Monday, June 13, 2011

Liquidity ratios in accounting

Liquidity ratios test the business firm if it has sufficient cash and assets that can be immediately converted to cash to pay off liabilities within a year. This is particularly helpful to financial institutions that had extended or are intending to extend credit to the business firm. At the same, the business firm will be guided through its financial planners on how they should manage their current assets taking into consideration the over-all financial picture of the firm.

In financial parlance, a ratio of 1.0 would indicate that the firm can pay all its current liabilities at a given period of time by cash and other short-term assets that could be readily sold and converted to cash. A more than 1.0 ratio would mean the firm has ample cash to settle its current obligations. A below 1.0 ratio, on the other hand, is indicative that the firm has negative working capital.

There are many possible scenarios that the firm might be in by analyzing liquidity ratios. The common types of liquidity ratios are:  Current Ratio, Acid-test Ratio and Cash Ratio.

The Current Ratio (or Working Capital Ratio) test is to divide Current Assets by Current Liabilities. Basically, the current assets include cash, cash equivalents, short-term investments, marketable securities, accounts, receivable, inventory, prepaid expenses plus other assets that can be converted to cash in less than a year.  Most financial analysts believe that a ratio between 1.2 to 2.0 is adequate. Meaning, the firm is in the comfort zone.  If the firm has 1.0 or below, the management should start checking their inventories if these can be immediately converted to cash. If not, the firm will soon face serious liquidity issue. Having above 2.0 is not also good. It means the firm is not investing its excess assets, rather being left dormant.

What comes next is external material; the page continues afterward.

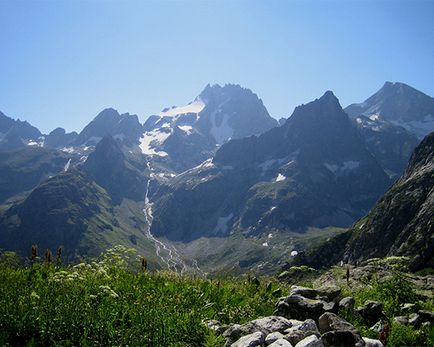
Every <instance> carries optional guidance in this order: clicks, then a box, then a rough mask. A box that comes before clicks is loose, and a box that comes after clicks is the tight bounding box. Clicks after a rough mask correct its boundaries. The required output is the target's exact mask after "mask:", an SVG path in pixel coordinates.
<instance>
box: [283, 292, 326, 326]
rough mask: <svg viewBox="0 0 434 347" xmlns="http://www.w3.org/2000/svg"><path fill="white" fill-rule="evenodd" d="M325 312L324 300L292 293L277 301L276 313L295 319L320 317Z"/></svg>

The Acid-test Ratio (or Quick Ratio) is a stringent test that resolves whether the firm has sufficient short term assets to cover immediate obligations at short notice without selling inventory. Hence, this ratio only includes Cash, Cash Equivalents, Short-term Investments, Marketable Securities, Accounts Receivable, Prepaid Expenses divided by Current Liabilities. Example of a business that usually has below 1.0 ratio is a retail store that is highly dependent on inventory.

The third of the liquidity ratios is the Cash Ratio. This ratio further refines both the Current Ratio and the Acid-test Ratio.  The Cash Ratio measures the degree to which a firm could quickly pay its short term liabilities. The creditors are more interested to know the Cash Ratio of the firm they had or are exposing credit to. To get this ratio the sum of Cash, Cash Equivalents + Short Term Investments is divided by the Current Liabilities. This is the most conservative ratio for it only considers the short term current assets minus the assets like the inventory that gives no assurance of being converted to cash at short notice.